Dr Jennifer Holden graduated from the University of Wales, Bangor in 2007 with a BSc (Hons) in Zoology. Following on from this, Jennifer pursued a taught Master’s degree in Molecular Parasitology at Liverpool School of Tropical Medicine. In 2008, Jennifer undertook a one-year Research technician post at the University of Warwick in Professor Elizabeth Wellington’s/Dr Orin Courtney’s research group to develop diagnostic tests for the detection of Leishmania parasites in bloods and Mycobacterium bovis in complex soil matrices. With a long standing interest in microbiology and parasitology, Jennifer pursued a PhD at the University of Cambridge in 2009 whereby she exploited a series of novel molecular biology techniques to deduce the molecular mechanisms involved in maintaining antigenic variation and virulence in the African trypanosomes, Trypanosoma brucei.

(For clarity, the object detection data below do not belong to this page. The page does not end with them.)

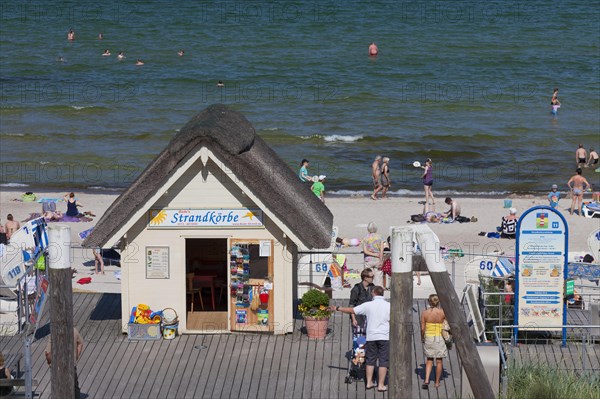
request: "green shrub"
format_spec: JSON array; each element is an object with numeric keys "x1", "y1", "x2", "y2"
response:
[
  {"x1": 502, "y1": 364, "x2": 600, "y2": 399},
  {"x1": 298, "y1": 289, "x2": 331, "y2": 319}
]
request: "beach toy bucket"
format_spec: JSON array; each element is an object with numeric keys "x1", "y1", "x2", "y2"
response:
[
  {"x1": 258, "y1": 309, "x2": 269, "y2": 326},
  {"x1": 162, "y1": 308, "x2": 179, "y2": 326},
  {"x1": 163, "y1": 323, "x2": 179, "y2": 339},
  {"x1": 162, "y1": 308, "x2": 179, "y2": 339}
]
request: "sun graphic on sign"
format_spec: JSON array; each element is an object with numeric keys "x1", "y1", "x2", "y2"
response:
[
  {"x1": 150, "y1": 211, "x2": 167, "y2": 225},
  {"x1": 242, "y1": 211, "x2": 256, "y2": 220}
]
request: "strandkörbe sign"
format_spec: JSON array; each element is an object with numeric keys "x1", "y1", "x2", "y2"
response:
[{"x1": 148, "y1": 208, "x2": 264, "y2": 229}]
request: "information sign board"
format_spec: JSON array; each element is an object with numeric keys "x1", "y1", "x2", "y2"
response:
[{"x1": 515, "y1": 206, "x2": 568, "y2": 331}]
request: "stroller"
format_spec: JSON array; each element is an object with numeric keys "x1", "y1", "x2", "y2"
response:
[{"x1": 344, "y1": 326, "x2": 367, "y2": 384}]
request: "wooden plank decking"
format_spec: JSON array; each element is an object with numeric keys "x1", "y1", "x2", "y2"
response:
[{"x1": 0, "y1": 294, "x2": 600, "y2": 398}]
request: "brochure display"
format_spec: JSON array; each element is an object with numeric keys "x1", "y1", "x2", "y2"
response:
[{"x1": 515, "y1": 206, "x2": 568, "y2": 336}]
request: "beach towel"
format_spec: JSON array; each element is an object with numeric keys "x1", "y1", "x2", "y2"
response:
[
  {"x1": 22, "y1": 213, "x2": 93, "y2": 223},
  {"x1": 42, "y1": 202, "x2": 56, "y2": 213},
  {"x1": 79, "y1": 227, "x2": 94, "y2": 240},
  {"x1": 38, "y1": 197, "x2": 63, "y2": 204}
]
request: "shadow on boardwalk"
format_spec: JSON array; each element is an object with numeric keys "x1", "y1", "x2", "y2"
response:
[{"x1": 0, "y1": 293, "x2": 460, "y2": 398}]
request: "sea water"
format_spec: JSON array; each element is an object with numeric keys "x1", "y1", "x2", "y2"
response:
[{"x1": 0, "y1": 0, "x2": 600, "y2": 195}]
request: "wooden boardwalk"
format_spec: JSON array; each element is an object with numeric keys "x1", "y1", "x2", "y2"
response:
[
  {"x1": 0, "y1": 294, "x2": 600, "y2": 399},
  {"x1": 0, "y1": 294, "x2": 460, "y2": 398}
]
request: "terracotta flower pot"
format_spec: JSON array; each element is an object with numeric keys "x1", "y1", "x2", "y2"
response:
[{"x1": 304, "y1": 317, "x2": 329, "y2": 339}]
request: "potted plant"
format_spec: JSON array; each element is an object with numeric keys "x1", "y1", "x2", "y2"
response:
[{"x1": 298, "y1": 289, "x2": 331, "y2": 338}]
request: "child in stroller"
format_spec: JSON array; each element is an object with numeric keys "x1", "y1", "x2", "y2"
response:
[{"x1": 345, "y1": 325, "x2": 367, "y2": 384}]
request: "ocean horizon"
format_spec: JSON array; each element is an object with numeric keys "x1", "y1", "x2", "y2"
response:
[{"x1": 0, "y1": 0, "x2": 600, "y2": 197}]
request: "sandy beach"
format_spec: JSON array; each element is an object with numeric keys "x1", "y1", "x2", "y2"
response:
[{"x1": 0, "y1": 188, "x2": 600, "y2": 297}]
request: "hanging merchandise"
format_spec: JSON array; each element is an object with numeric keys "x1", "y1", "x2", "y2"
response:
[
  {"x1": 250, "y1": 287, "x2": 260, "y2": 312},
  {"x1": 229, "y1": 244, "x2": 252, "y2": 308},
  {"x1": 258, "y1": 288, "x2": 269, "y2": 305},
  {"x1": 258, "y1": 309, "x2": 269, "y2": 326},
  {"x1": 235, "y1": 309, "x2": 248, "y2": 324}
]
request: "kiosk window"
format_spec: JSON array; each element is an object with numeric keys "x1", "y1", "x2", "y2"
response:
[{"x1": 248, "y1": 244, "x2": 269, "y2": 279}]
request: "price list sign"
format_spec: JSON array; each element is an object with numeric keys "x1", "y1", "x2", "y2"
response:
[
  {"x1": 146, "y1": 247, "x2": 169, "y2": 278},
  {"x1": 515, "y1": 206, "x2": 568, "y2": 331}
]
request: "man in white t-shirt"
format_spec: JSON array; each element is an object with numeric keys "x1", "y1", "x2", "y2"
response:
[{"x1": 332, "y1": 286, "x2": 390, "y2": 392}]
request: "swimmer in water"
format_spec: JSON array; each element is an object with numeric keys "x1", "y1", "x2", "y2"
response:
[
  {"x1": 550, "y1": 87, "x2": 558, "y2": 104},
  {"x1": 369, "y1": 42, "x2": 379, "y2": 56},
  {"x1": 550, "y1": 87, "x2": 560, "y2": 116}
]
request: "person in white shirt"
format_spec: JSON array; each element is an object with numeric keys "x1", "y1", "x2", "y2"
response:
[{"x1": 332, "y1": 285, "x2": 390, "y2": 392}]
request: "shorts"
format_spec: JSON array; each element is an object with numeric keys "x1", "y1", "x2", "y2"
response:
[
  {"x1": 422, "y1": 335, "x2": 448, "y2": 359},
  {"x1": 381, "y1": 176, "x2": 390, "y2": 187},
  {"x1": 365, "y1": 341, "x2": 390, "y2": 367}
]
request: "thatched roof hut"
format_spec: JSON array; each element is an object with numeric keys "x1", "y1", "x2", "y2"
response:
[{"x1": 83, "y1": 104, "x2": 333, "y2": 249}]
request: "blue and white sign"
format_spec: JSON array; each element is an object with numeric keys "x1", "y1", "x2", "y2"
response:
[
  {"x1": 148, "y1": 208, "x2": 264, "y2": 229},
  {"x1": 515, "y1": 206, "x2": 568, "y2": 330}
]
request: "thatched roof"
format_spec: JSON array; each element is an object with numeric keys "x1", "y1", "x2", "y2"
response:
[{"x1": 83, "y1": 104, "x2": 333, "y2": 252}]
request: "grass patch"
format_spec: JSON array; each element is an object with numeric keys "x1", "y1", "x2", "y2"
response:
[{"x1": 502, "y1": 364, "x2": 600, "y2": 399}]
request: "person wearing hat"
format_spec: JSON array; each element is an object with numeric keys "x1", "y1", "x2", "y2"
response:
[
  {"x1": 310, "y1": 175, "x2": 326, "y2": 203},
  {"x1": 298, "y1": 158, "x2": 312, "y2": 183},
  {"x1": 548, "y1": 184, "x2": 560, "y2": 208},
  {"x1": 500, "y1": 208, "x2": 517, "y2": 238}
]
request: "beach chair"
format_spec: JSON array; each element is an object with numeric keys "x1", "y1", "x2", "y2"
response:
[{"x1": 581, "y1": 202, "x2": 600, "y2": 218}]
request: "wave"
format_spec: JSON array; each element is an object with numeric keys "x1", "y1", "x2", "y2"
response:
[
  {"x1": 300, "y1": 134, "x2": 365, "y2": 143},
  {"x1": 2, "y1": 131, "x2": 156, "y2": 141}
]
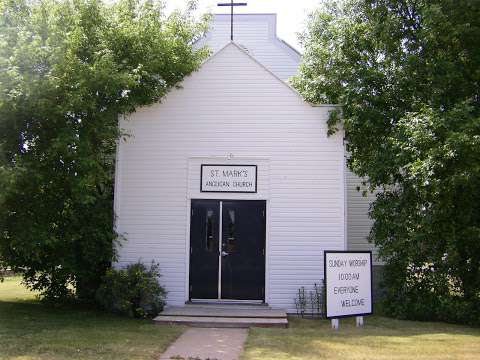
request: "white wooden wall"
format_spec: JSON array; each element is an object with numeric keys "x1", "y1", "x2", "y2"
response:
[
  {"x1": 346, "y1": 170, "x2": 382, "y2": 265},
  {"x1": 198, "y1": 14, "x2": 301, "y2": 81},
  {"x1": 115, "y1": 44, "x2": 345, "y2": 311}
]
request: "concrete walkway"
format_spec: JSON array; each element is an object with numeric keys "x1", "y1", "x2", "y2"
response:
[{"x1": 160, "y1": 328, "x2": 248, "y2": 360}]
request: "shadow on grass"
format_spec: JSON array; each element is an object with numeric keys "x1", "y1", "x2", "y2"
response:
[
  {"x1": 244, "y1": 316, "x2": 480, "y2": 360},
  {"x1": 0, "y1": 300, "x2": 183, "y2": 360}
]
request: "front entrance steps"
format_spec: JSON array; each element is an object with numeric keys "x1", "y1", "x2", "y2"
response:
[{"x1": 153, "y1": 304, "x2": 288, "y2": 328}]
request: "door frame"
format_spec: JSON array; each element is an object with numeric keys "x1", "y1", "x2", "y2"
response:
[{"x1": 185, "y1": 197, "x2": 270, "y2": 304}]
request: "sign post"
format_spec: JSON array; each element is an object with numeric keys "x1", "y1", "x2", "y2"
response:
[{"x1": 324, "y1": 251, "x2": 373, "y2": 329}]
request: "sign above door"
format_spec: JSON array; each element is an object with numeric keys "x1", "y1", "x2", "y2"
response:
[{"x1": 200, "y1": 164, "x2": 257, "y2": 193}]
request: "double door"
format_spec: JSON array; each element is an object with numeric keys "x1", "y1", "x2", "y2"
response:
[{"x1": 190, "y1": 200, "x2": 265, "y2": 301}]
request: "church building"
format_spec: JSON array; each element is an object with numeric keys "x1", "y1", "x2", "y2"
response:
[{"x1": 115, "y1": 14, "x2": 372, "y2": 312}]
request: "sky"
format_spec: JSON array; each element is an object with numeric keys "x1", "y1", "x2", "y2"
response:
[{"x1": 165, "y1": 0, "x2": 321, "y2": 50}]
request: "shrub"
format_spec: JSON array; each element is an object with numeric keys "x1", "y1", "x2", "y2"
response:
[{"x1": 96, "y1": 262, "x2": 166, "y2": 318}]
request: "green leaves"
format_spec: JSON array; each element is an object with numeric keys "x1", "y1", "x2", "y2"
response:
[
  {"x1": 0, "y1": 0, "x2": 207, "y2": 301},
  {"x1": 294, "y1": 0, "x2": 480, "y2": 324}
]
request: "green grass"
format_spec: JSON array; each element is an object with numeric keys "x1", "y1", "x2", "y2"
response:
[
  {"x1": 242, "y1": 316, "x2": 480, "y2": 360},
  {"x1": 0, "y1": 277, "x2": 184, "y2": 360}
]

Following the completion of her PhD, Jennifer was appointed as the lead postdoctoral researcher on a NERC funded grant investigating the drivers of antimicrobial resistance dissemination within the Thames catchment. This large collaborative project centred at the University of Warwick used predictive models to ascribe the sources of antimicrobial resistance at the catchment scale; providing a much needed platform for the development of mitigation strategies that alleviate the spread of environmental antimicrobial resistance.
In addition to lab/field based research, Jennifer has also dedicated significant time towards outreach and teaching. For the past two years, Jennifer has been employed by the Brilliant club, an award winning charitable organisation that aims to increase the number of pupils from under-represented backgrounds progressing to highly-selective universities. Similarly, Jennifer has been involved in various antimicrobial resistance themed outreach activities including public science evenings, science festivals, tutorials, and television programmes.
Jennifer joined Micropathology sequencing department in June 2018.